Even diapers that don’t ordinarily require covers can benefit from a cover at night. If your family uses all-in-ones or pocket diapers for your heavy-wetting baby, try adding PUL diaper covers, like Bummi’s Super Whisper Wraps or Proraps, to your bedtime cloth diapering routine. These covers, used in conjunction with an all-in-one or pocket diaper, are practically bullet-proof.
Double or Triple-Layer Prefolds.
It may be uncomfortable during the day to layer prefold cloth diapers one on top of the other, but it’s one of the only ways to make them truly leak-proof at night if your baby wets heavily. Try laying two, or, if possible, three diapers and snapping or pinning them as usual, then use a PUL cover to add leak resistance. The result will stop leaks from even the heaviest-wetting cloth diapered baby.
Use a Soaker or Added Front.
Many cloth diapering outlets and work-at-home-moms make soakers or fronts to add to almost any kind of cloth diaper. These absorbant strips of hemp velour, fleece, or cotton soak up baby’s urine and stop bed-time leaks. They wick moisture away from baby’s body, also possibly preventing diaper rash and other irritations.
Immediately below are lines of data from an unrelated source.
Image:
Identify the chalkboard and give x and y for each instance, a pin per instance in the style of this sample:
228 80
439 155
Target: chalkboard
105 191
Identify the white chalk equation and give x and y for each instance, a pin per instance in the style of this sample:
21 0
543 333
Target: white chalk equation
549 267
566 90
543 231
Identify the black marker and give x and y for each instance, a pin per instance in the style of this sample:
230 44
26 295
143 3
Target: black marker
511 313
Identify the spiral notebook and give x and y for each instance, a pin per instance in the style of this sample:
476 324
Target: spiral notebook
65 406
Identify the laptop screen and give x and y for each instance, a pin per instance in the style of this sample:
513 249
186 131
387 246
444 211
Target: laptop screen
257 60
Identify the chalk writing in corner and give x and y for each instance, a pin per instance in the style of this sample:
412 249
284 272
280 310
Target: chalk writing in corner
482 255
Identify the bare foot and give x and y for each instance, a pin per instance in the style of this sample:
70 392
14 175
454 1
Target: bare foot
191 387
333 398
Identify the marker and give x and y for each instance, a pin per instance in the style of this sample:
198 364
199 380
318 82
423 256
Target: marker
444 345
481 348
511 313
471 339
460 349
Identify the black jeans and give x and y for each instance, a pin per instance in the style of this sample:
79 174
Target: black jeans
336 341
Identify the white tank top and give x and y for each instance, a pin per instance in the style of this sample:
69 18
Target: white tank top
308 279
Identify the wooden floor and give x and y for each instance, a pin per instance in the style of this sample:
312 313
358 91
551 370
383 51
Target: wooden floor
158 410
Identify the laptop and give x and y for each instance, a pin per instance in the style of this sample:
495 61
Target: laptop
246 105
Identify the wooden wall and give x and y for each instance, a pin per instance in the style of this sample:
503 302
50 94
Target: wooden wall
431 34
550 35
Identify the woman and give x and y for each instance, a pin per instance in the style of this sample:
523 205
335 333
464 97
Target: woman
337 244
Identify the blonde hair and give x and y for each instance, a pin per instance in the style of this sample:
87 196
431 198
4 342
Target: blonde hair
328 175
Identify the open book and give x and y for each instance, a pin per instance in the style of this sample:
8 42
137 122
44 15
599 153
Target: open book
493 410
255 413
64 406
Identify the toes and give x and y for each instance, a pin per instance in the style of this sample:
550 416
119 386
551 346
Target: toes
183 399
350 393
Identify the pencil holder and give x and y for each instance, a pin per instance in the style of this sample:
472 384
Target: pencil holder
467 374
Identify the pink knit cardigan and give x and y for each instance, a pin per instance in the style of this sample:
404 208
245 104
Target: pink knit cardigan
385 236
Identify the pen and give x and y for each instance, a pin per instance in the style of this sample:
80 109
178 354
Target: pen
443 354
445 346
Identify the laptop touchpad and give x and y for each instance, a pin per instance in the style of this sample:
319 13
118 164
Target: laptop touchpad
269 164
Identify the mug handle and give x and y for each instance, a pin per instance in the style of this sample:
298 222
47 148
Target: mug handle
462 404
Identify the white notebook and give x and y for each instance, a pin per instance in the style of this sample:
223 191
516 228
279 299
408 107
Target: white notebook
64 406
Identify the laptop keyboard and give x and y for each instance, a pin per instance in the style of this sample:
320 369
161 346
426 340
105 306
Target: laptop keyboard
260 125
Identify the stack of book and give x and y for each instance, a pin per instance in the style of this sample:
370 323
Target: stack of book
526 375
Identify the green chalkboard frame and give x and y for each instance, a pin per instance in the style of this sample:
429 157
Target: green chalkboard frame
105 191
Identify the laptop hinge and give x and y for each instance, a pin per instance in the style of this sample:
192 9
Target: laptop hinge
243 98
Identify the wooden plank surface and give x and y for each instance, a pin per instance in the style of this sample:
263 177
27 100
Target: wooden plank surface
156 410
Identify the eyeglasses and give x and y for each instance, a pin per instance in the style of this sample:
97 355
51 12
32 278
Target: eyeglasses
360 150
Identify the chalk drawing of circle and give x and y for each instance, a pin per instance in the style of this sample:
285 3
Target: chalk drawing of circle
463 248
Strip your Diapers of Ammonia.
If all else fails, ammonia or detergent build-up in your cloth diapers might be the culprit. When chemicals build up in a diaper’s material, it impairs the diaper’s ability to soak up liquid, causing leaks. For information about how to strip your cloth diapers, see this article.
Even babies who wet very heavily can still be cloth diapered at night. With patience and the willingness to try new options, it is easy to discover a leak-proof diapering method that works for every baby.